President's column
When my younger daughter was about six years of age, and not very long after she had learned to ride a bike, we decided to have a family cycle along the Forth & Clyde Canal from Dullatur to the Falkirk Wheel. Four bikes were loaded onto the back of the car, then unloaded and we set off on the towpath. It would be a bit of an adventure, but hopefully not too much for Fiona or her older sister Claire. No hills always helps when you are on a bike.
After about 10 minutes, Fiona was tired. This didn’t bode well. She was encouraged and she persevered. We stopped, as I recall, another couple of times in the following 20 minutes or so. We told her that we were all on the same journey, that the exercise was good for her – we probably promised chocolate. Eventually, and to my shame after too long, we all stopped for a proper rest. Only then did I notice that the cable to the back brake on Fiona’s bike had been caught when I took the bike off the bike rack. Fiona had been cycling for half an hour with her brakes on. I feel guilty about that to this day.
In so many ways COVID has put the brakes on so many aspects of our life. There have been lots of things we simply have not been able to do but, perhaps even worse, the things we have done have been made much more difficult.
Education hurdle
The Society’s Donald Dewar Debating Tournament was held on an entirely virtual footing this year, and it was my pleasure to speak to the school students and announce Peebles High as the tournament winners. As well as impacting on their studies, the pandemic with its consequential uncertainty around education, careers and general day-to-day living will have affected the wellbeing, confidence and general happiness of students. I hope that their participation in the debates was of benefit to them and also a balance to some of the rubbish with which they’ve had to live.
It was also a great pleasure for me to “speak” at the graduation ceremony for the Law School of the University of Strathclyde. As well as being an alumnus of that institution, I am the third successive President to have been so.

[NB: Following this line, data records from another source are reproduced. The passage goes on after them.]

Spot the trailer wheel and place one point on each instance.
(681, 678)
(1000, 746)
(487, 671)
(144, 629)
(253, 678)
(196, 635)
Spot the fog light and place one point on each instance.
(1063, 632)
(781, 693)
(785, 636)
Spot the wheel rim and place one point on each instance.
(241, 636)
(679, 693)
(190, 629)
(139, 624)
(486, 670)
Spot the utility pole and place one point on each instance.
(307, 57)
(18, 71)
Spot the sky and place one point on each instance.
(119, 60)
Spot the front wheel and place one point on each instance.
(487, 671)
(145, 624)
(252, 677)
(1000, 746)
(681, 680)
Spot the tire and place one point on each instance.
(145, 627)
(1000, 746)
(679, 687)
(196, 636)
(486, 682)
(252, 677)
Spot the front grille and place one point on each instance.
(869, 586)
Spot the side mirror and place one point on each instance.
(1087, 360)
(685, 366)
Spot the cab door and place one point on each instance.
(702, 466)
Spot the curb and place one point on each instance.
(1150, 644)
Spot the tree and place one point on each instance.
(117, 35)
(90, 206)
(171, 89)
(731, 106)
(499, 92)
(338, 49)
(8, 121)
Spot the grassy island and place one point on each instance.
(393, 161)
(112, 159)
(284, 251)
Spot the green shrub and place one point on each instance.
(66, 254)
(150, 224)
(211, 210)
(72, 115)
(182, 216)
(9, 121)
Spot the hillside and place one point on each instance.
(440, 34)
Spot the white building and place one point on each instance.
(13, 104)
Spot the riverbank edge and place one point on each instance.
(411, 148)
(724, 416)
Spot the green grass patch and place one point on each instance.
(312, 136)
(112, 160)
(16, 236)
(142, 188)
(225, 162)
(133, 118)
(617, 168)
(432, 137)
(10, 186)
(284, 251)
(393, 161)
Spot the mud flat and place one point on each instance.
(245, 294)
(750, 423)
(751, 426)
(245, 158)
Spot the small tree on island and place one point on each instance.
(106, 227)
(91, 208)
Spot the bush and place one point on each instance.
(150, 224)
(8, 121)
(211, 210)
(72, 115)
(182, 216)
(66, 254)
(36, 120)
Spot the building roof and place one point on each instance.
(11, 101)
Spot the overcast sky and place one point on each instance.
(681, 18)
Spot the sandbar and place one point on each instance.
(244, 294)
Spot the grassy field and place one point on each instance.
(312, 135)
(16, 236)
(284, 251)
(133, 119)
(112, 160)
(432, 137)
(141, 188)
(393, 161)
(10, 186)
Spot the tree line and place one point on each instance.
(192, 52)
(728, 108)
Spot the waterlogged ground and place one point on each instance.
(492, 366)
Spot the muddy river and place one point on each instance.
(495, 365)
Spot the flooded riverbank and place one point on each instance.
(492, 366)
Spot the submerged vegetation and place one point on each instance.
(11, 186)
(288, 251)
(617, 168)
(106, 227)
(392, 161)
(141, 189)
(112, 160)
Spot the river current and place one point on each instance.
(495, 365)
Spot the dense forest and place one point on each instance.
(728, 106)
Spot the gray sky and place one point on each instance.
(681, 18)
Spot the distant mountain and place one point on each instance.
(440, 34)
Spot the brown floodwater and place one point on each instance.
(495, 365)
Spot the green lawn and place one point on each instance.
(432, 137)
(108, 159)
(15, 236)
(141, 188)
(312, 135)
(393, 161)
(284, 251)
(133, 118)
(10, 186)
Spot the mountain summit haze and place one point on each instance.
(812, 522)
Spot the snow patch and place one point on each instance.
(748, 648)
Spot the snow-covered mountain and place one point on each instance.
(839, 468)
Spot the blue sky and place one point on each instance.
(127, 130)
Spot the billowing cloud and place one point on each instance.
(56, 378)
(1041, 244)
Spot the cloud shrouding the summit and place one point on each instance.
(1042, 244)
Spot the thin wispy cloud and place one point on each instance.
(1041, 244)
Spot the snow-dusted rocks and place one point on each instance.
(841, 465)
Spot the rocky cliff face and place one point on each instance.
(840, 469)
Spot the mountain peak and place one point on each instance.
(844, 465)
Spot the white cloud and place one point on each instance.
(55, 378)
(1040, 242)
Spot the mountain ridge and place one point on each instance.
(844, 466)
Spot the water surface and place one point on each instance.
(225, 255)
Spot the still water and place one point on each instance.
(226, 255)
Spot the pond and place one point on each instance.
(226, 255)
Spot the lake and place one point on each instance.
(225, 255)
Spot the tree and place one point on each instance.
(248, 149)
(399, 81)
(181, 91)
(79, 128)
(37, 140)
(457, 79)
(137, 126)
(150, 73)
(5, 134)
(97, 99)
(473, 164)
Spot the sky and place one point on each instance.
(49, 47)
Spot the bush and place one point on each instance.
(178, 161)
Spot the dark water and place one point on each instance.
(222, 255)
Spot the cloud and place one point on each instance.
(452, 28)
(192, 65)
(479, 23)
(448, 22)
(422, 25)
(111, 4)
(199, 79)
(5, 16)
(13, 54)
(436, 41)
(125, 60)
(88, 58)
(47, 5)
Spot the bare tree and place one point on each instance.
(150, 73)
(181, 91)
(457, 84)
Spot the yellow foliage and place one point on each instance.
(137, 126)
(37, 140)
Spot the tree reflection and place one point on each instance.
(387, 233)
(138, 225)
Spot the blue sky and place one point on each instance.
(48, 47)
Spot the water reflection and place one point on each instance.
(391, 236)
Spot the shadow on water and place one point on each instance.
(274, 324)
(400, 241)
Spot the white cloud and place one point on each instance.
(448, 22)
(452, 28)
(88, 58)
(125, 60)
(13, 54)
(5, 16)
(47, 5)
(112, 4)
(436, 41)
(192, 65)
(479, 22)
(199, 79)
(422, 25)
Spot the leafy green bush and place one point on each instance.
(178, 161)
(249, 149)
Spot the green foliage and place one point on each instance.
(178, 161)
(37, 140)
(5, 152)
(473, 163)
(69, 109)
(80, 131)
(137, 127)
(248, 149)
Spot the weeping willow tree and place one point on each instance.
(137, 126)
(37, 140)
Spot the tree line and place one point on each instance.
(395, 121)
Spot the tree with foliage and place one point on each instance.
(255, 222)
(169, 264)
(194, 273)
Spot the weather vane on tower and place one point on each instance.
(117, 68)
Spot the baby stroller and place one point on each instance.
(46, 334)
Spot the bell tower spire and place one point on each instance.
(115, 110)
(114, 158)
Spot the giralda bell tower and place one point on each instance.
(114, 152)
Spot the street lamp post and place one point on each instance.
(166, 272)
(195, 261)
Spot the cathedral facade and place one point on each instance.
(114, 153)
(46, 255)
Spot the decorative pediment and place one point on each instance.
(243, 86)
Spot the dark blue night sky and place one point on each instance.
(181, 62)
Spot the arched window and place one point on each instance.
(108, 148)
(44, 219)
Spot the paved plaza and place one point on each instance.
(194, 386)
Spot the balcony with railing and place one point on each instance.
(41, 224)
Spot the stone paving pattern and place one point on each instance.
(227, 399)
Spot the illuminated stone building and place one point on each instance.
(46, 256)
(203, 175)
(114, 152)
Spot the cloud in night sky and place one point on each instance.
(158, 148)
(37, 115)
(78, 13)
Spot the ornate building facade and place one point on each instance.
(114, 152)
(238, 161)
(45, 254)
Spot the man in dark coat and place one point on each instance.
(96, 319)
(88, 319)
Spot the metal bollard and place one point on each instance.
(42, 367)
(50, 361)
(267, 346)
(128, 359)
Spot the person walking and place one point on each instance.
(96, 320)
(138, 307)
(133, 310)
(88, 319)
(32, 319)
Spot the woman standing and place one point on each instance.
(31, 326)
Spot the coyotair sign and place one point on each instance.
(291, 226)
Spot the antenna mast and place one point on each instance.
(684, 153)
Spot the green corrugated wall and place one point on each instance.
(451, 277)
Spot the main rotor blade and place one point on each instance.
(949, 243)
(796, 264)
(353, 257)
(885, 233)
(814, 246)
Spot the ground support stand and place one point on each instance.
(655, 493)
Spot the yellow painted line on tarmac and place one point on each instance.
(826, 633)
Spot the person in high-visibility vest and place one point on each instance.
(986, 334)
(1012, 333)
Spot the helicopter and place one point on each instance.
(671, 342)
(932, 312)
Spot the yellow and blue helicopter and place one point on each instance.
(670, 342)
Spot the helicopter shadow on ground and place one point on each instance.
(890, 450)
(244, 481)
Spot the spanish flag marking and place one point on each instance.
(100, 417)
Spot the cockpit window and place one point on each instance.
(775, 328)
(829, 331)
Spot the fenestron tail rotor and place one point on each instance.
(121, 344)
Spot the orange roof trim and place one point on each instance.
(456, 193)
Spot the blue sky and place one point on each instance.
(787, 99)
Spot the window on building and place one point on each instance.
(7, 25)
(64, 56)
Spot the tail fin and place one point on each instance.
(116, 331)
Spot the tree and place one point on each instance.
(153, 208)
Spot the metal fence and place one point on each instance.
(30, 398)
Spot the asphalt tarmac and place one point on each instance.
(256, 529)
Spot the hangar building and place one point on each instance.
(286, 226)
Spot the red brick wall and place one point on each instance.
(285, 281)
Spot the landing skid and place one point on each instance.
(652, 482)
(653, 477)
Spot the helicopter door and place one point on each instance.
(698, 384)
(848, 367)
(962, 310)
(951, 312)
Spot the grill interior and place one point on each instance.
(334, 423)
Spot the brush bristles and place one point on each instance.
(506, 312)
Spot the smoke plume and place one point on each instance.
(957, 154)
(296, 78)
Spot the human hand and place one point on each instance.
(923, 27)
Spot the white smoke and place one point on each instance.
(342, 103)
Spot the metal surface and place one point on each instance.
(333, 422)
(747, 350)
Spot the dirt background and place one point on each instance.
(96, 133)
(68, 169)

I have seen at first hand how much more difficult remote university study has been in the year of COVID; Fiona, now 25, has just completed her Diploma in Legal Practice and is set to start her traineeship. So much is learned from the shared experience of university life, whether that be in the common room, in the library or, yes, even in the pub! Those students who have been required to do without that, but have still succeeded in their studies, should be very proud of themselves.
The Rising Star award was presented at the In-house Lawyers’ Conference. We recognised that the value of supervision, mentoring and learning by osmosis as we work alongside more experienced colleagues was not to be underestimated. Current circumstances made those layers of in-practice development very difficult and it was to the credit to Angus Niven of BoxMedia, the award winner, and to Anna Ziarkowska of Aberdeenshire Council, as runner up, that they had achieved so much so early in their careers.
Check your brakes
So too with those of us who have been at this for a while. Over the past year, we have been required to endure extraordinary circumstances. We have all had to adapt, in a very short timeframe, to significant business interruption, to working from home and to communicating online. We have had to work longer and harder than ever to mitigate the effects of the pandemic. New and seemingly everchanging work practices have not made it easy, but we have persevered and will continue to do so.
But there are things about which we can do something. For my own part, I still try, metaphorically, to check the brakes both in my office and in my work for the Society, to ensure that I am not held back unnecessarily. I would urge you to do the same.